We respect the privacy of our website users and are committed to the security of your personal data as well as it’s fair, lawful and transparent use.
The aim of this policy is to inform you of the reasons we collect data, how we collect, secure and process the data collected, as well as your legal rights under UK and EU law.
This policy lays out our compliance with the UK Data Protection Act 2018 and the European Union General Data Protection Regulation (throughout this policy referred to as “GDPR”).
The EU GDPR is no longer valid in the UK. However, the rules have been adopted as the UK GDPR. Therefore, any reference to the EU GDPR can be assumed as the UK GDPR if you are located in the UK, or continue to mean the EU GDPR if you are located outside of the UK, in relation to our work in the EU.
If you have any queries or concerns about this policy, or the use of your data, or wish to exercise any of your legal rights regarding the data we may hold, you can do so by contacting us using the form located here, or email us at [email protected] using the subject line ‘Data Compliance Query‘.
1. Who we are.
P14 Media is SaaS, online platform and website management company based in the United Kingdom, (throughout this policy referred to as “we”, “us”, “our”, and “the company”). We are subject to UK laws due to our physical location. We also comply with relevant EU or US laws and regulations when it is necessary for the legal operation and access to our website within these territories.
P14 Media is the data controller and responsible for the security of your personal data and the reasons for it’s processing.
2. What personal data we collect, how, and why we collect it.
This website is free to use. browse and interact with, without the need to collect any personal data.
Personal data means any information about an individual which can be used to identify that individual and does not include data where identifying information has not been collected.
Anonymous data for us, usually relates to analytical data used for performance monitoring and statistical purposes, such as bulk traffic data where no individual IP addresses (or other identifying data) is present.
2a. The data we collect about you.
We may collect, use, store and otherwise process personal data about an individual for specific reasons only. The data we collect will fall into one of the following categories. A data type listed here does not mean we will collect such data, only that we may if there is a specific requirement.
- Identity data: Includes first and last names, maiden names, usernames or other chosen identifiers, title, marital status, date of birth and gender.
- Contact data: Includes billing and delivery addresses, email address, telephone numbers, and social media or other messaging app names.
- Financial and transaction data: Includes bank and payment card details, payment data relating to any products or services purchased from us and accounting data for any payments made from the company for any specific reason.
- Technical data: Includes Internet protocol (IP) address, login details where applicable, browser type and version, timezone and location, operating system or device types and other technical data relating to how you may be accessing our websites.
- Profile data: Includes your username and password for any of our websites that allow you to create a user account, purchase details and history, user preferences and interests.
- Marketing and Communications data: Includes your preferences on how and when you would like to receive marketing or other non individual communications from the company or our websites, as well as your preferences regarding the passing of your contact details to selected third parties.
- Regarding special category data: We have no requirement to collect any data regarded as special category data under GDPR from our casual website users. (This includes information regarding your race, ethnic origin, political views, religion, trade union memberships, genetics, biometric data, health, sex life or sexual orientation). We also do not collect data relating to criminal convictions or offences. In general, we also do not collect data from and regarding people under the age of 18.

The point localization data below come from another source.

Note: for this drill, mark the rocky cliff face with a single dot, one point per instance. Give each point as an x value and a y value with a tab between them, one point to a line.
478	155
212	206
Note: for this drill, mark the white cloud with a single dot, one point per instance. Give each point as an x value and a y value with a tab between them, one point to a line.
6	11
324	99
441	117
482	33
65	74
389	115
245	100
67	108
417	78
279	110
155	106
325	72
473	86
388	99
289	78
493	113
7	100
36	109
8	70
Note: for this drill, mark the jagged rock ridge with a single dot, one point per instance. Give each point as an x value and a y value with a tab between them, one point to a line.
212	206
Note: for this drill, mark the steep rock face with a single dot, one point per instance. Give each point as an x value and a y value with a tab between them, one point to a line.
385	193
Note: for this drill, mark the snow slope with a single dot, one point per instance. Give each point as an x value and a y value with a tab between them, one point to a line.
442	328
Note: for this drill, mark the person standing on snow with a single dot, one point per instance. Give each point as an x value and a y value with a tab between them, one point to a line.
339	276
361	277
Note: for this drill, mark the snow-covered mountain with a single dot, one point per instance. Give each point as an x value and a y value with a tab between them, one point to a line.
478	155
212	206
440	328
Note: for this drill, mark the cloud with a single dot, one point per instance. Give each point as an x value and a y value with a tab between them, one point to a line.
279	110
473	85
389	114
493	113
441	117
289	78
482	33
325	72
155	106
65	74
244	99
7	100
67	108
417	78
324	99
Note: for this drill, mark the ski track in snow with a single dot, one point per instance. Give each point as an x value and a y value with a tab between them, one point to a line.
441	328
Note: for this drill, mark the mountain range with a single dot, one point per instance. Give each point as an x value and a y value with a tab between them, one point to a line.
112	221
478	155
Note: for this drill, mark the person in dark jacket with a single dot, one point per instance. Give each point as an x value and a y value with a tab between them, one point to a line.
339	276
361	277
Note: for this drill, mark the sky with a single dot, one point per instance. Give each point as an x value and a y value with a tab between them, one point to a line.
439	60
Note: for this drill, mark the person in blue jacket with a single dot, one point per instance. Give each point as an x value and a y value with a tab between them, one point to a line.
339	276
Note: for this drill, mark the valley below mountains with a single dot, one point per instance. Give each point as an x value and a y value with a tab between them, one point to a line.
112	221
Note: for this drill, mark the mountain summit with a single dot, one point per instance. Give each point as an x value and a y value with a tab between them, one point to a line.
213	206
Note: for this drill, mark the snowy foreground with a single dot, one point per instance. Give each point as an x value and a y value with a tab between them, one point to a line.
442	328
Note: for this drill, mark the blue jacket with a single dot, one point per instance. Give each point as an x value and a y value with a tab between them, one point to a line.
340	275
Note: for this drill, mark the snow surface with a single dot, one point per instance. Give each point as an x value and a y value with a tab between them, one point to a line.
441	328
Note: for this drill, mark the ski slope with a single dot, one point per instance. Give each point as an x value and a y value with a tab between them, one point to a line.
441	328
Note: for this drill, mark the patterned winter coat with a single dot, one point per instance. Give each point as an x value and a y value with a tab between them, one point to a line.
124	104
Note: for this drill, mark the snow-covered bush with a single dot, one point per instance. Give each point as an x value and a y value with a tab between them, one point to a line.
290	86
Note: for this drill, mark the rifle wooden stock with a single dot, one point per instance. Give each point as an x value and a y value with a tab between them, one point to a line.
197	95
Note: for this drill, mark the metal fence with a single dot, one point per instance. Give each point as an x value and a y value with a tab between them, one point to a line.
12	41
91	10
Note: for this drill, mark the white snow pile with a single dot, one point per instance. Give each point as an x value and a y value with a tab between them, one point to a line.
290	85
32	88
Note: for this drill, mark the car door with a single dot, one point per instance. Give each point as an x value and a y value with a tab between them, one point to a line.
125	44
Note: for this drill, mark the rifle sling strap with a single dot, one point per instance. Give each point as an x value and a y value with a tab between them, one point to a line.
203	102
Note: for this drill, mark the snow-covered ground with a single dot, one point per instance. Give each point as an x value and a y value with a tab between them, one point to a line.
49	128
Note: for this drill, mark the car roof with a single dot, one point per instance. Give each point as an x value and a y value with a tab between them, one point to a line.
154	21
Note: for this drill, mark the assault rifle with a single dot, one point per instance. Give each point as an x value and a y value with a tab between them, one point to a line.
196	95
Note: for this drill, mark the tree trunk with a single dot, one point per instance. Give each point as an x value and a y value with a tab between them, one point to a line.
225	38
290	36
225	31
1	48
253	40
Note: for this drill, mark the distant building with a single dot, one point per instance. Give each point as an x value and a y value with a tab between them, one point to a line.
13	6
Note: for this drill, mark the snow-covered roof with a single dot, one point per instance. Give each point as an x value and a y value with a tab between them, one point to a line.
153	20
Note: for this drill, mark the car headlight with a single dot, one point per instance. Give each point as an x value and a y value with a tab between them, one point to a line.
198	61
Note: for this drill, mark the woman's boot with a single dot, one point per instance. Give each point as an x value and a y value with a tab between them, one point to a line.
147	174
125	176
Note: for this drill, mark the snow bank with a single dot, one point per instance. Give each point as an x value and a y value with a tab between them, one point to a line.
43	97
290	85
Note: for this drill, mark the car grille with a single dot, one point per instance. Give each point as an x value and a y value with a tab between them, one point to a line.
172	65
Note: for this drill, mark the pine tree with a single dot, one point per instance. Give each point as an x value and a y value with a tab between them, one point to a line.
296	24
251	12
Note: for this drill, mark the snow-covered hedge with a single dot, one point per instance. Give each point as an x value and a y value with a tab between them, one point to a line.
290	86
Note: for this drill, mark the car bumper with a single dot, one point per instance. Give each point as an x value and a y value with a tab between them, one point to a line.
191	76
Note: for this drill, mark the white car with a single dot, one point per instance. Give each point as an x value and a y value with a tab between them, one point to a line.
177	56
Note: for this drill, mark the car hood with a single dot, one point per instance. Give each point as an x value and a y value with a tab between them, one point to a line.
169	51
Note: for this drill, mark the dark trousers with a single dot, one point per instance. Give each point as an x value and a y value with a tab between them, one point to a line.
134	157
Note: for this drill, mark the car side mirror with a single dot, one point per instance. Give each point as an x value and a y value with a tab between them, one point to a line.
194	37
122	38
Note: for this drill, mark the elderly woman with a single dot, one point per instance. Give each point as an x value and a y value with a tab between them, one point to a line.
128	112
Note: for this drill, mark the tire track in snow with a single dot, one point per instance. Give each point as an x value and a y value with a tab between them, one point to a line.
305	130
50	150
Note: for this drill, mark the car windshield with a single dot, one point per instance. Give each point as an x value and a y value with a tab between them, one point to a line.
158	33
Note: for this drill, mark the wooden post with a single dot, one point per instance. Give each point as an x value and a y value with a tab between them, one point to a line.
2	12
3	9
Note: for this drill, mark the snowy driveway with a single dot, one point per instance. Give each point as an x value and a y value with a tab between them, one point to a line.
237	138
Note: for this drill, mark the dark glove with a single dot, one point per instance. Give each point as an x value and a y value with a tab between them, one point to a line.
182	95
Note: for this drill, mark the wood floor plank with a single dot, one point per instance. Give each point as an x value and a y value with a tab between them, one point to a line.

When directly contacting us with regards to working with us, we may ask for some special category data such as sexual orientation. This is required for the purposes of evaluating your request, is treated in the strictest confidence, and removed from our systems as soon as no longer needed. If a working relationship with you is established, your data will then be processed under our main company Data Protection Policy instead of this policy which covers website users only.
We will never collect personal details of children under the age of 13 for any reason and request you contact us in writing, using the contact details at the top of this policy, if you suspect such data has been collected in error so we can remove it from our systems.
2b. How and why your personal data is collected.
We may obtain your data through different methods and process your data for different reasons. Normally the method through which your data is collected relates to how your data will be used. As above, a collection method listed here does not mean we will use such a method, only that we may if it is necessary for the operation of a website or service.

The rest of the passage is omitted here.